Reputation: 21
I'm trying to parse a RTF file using Apache Tika. Inside the file there is a table with several columns.
The problem is that the parser writes out the result without any information in which column the value was.
What I'm doing right now is:
AutoDetectParser adp = new AutoDetectParser(tc);
Metadata metadata = new Metadata();
String mimeType = new Tika().detect(file);
metadata.set(Metadata.CONTENT_TYPE, mimeType);
BodyContentHandler handler = new BodyContentHandler();
InputStream fis = new FileInputStream(file);
adp.parse(fis, handler, metadata, new ParseContext());
fis.close();
System.out.println(handler.toString());
It works but I need to know like meta-information.

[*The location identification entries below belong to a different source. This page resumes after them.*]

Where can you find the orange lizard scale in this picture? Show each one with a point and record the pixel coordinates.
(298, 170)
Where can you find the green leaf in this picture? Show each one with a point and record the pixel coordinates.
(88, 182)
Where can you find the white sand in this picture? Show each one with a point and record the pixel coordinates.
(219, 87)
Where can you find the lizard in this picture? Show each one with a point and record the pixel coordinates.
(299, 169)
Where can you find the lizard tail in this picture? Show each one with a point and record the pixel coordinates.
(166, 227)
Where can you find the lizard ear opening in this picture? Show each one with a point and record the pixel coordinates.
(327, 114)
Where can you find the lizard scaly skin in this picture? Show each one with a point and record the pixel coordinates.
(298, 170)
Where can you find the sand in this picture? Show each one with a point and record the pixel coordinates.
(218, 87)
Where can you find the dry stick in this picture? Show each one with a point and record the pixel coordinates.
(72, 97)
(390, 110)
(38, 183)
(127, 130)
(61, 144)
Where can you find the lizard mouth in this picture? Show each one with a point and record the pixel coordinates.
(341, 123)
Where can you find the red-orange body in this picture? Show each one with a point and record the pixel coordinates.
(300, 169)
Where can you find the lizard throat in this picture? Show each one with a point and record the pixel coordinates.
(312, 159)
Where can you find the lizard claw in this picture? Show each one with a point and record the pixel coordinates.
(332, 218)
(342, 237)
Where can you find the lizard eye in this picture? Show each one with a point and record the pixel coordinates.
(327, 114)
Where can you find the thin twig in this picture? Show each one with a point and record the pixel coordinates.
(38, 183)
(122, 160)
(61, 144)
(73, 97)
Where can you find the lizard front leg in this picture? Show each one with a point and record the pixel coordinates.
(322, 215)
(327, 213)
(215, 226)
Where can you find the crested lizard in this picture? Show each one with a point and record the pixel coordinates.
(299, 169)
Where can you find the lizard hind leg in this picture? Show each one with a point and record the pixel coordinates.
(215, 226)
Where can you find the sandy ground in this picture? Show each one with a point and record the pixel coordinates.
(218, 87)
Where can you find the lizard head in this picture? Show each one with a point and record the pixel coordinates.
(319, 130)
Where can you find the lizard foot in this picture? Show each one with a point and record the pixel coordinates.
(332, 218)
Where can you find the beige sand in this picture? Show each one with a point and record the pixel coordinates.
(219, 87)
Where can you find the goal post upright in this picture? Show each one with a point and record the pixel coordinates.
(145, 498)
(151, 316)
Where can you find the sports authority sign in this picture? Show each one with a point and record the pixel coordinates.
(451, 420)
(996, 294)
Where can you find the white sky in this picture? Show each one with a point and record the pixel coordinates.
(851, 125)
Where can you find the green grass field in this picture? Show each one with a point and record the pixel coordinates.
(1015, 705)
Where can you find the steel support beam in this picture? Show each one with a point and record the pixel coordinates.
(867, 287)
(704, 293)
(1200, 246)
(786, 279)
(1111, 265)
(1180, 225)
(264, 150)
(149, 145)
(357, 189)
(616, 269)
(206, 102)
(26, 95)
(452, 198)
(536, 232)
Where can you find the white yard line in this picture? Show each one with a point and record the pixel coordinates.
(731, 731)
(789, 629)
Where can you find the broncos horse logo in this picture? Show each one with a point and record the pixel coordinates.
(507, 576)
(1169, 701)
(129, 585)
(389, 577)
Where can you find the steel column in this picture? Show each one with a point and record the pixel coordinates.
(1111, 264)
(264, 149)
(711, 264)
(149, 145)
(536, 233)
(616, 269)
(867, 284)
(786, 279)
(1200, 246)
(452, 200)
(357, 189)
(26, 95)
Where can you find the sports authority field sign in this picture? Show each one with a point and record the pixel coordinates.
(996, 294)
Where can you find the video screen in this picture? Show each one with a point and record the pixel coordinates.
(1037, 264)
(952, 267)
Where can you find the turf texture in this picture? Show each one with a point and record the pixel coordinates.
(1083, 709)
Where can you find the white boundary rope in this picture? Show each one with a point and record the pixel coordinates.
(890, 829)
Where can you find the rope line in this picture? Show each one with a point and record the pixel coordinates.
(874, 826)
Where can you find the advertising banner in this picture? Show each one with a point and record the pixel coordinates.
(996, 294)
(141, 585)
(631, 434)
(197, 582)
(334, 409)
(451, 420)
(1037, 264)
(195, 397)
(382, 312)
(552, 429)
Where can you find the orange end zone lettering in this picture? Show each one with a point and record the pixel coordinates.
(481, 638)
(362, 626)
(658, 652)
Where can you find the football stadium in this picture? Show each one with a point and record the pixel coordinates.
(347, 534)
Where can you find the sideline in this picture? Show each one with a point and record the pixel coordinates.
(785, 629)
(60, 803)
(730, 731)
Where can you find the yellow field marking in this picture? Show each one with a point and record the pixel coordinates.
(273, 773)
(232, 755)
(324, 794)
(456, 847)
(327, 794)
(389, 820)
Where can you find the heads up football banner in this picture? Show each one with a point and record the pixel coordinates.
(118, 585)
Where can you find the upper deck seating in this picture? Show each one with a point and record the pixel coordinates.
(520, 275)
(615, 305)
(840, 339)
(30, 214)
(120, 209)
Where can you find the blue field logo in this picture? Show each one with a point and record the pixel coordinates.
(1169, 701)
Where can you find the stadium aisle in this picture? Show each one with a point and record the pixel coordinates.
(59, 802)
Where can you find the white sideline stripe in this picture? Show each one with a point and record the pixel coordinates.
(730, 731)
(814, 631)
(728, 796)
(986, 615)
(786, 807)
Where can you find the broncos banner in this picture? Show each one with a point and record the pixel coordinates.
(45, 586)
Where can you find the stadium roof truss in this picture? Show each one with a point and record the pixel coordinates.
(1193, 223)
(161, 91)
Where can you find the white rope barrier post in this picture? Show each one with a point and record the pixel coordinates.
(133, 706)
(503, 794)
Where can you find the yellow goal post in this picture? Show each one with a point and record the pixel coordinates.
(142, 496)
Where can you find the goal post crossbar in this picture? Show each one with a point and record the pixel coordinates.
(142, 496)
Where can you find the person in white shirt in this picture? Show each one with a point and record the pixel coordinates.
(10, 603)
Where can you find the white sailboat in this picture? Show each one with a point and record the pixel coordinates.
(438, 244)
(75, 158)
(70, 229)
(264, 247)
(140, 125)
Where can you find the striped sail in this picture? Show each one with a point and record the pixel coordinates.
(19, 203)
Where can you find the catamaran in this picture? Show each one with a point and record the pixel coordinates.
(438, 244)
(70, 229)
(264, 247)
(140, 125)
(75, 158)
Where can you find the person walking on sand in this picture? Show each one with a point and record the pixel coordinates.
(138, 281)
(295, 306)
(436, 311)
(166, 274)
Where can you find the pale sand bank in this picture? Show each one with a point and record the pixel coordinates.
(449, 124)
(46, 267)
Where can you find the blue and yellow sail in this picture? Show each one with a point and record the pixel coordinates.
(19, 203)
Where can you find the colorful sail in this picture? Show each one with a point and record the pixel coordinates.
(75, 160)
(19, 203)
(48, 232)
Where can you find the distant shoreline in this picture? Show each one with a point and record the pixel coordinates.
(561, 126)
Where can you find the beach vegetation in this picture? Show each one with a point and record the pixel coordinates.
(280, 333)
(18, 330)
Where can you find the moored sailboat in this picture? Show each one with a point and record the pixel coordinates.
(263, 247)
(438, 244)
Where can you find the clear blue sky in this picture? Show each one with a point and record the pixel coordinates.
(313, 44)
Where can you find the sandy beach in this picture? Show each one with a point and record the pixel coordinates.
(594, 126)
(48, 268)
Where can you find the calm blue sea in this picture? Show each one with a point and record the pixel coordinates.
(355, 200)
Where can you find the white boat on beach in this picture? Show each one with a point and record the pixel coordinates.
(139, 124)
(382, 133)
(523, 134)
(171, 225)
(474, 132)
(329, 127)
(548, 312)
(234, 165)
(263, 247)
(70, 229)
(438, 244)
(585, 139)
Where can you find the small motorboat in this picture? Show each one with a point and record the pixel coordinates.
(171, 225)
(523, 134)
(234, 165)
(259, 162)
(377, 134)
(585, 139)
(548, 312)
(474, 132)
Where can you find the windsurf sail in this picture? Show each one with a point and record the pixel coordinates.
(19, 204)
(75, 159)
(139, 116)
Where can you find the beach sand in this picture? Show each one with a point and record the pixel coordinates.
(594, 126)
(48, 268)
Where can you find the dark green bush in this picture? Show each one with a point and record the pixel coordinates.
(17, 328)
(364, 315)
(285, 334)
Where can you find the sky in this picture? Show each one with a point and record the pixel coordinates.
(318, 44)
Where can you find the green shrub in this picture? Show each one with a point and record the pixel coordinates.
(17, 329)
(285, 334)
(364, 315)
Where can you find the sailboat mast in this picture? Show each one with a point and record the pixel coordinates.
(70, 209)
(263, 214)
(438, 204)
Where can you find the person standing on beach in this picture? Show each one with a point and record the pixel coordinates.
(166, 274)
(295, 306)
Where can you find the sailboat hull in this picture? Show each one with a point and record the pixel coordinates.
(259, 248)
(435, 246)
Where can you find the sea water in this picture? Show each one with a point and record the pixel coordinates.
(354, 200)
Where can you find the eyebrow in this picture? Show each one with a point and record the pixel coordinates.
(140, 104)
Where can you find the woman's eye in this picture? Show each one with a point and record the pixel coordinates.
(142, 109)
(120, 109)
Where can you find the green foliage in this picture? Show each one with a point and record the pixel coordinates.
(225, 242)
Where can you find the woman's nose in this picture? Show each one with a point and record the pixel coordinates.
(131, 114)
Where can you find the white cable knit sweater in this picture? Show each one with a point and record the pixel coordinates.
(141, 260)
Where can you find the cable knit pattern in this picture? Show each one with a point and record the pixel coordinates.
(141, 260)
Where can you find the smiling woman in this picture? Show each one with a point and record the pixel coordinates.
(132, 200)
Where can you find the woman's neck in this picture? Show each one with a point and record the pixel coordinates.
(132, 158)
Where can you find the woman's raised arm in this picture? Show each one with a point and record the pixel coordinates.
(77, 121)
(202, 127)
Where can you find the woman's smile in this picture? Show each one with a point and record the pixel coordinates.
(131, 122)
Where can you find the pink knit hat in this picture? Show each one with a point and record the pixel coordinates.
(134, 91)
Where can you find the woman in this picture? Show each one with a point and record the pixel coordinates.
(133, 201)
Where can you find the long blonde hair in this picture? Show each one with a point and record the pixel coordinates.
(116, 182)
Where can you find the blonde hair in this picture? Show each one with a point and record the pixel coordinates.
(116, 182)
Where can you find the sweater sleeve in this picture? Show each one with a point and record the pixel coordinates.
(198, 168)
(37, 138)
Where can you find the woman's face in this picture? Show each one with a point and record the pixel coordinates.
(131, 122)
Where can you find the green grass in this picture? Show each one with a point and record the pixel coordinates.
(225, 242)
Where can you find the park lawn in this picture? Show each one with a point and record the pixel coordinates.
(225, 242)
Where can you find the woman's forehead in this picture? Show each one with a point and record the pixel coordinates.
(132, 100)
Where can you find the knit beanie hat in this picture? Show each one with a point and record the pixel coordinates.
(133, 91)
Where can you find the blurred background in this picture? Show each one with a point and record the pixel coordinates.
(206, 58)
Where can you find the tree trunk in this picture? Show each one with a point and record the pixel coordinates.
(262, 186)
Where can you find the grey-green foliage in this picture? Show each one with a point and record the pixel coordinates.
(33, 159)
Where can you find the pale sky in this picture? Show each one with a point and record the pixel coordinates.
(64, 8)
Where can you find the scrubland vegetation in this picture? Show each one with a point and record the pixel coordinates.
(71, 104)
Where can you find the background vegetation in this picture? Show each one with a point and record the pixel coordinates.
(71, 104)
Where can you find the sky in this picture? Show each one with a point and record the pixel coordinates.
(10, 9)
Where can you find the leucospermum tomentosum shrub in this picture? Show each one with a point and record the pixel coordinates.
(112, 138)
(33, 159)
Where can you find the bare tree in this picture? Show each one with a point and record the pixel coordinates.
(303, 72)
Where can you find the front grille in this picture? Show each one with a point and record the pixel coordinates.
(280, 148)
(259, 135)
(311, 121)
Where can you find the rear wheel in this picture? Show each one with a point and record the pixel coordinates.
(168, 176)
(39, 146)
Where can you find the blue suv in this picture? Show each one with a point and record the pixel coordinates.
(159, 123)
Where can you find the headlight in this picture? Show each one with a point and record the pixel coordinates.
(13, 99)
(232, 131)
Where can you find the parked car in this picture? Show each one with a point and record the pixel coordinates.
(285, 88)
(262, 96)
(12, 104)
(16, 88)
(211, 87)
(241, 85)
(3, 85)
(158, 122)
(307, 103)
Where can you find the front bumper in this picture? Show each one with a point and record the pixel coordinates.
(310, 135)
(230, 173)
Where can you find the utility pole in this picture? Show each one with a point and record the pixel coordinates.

Is there already a Handler which outputs something like HTML with a structure of the read RTF file?
Upvotes: 2
Views: 3559
Reputation: 48346
I would suggest that rather than asking Tika for the plain text version, then wondering where all your nice HTML information has gone, you instead just ask Tika for the document as XHTML. You'll then be able to process that to find the information you want on your RTF File
If you look at the Tika Examples or the Tika Unit Tests, you'll see this same pattern for an easy way to get the XHTML output
Metadata metadata = new Metadata();
StringWriter sw = new StringWriter();
SAXTransformerFactory factory = (SAXTransformerFactory)
SAXTransformerFactory.newInstance();
TransformerHandler handler = factory.newTransformerHandler();
handler.getTransformer().setOutputProperty(OutputKeys.METHOD, "xml");
handler.getTransformer().setOutputProperty(OutputKeys.INDENT, "no");
handler.setResult(new StreamResult(sw));
parser.parse(input, handler, metadata, new ParseContext());
String xhtml = sw.toString();
Upvotes: 3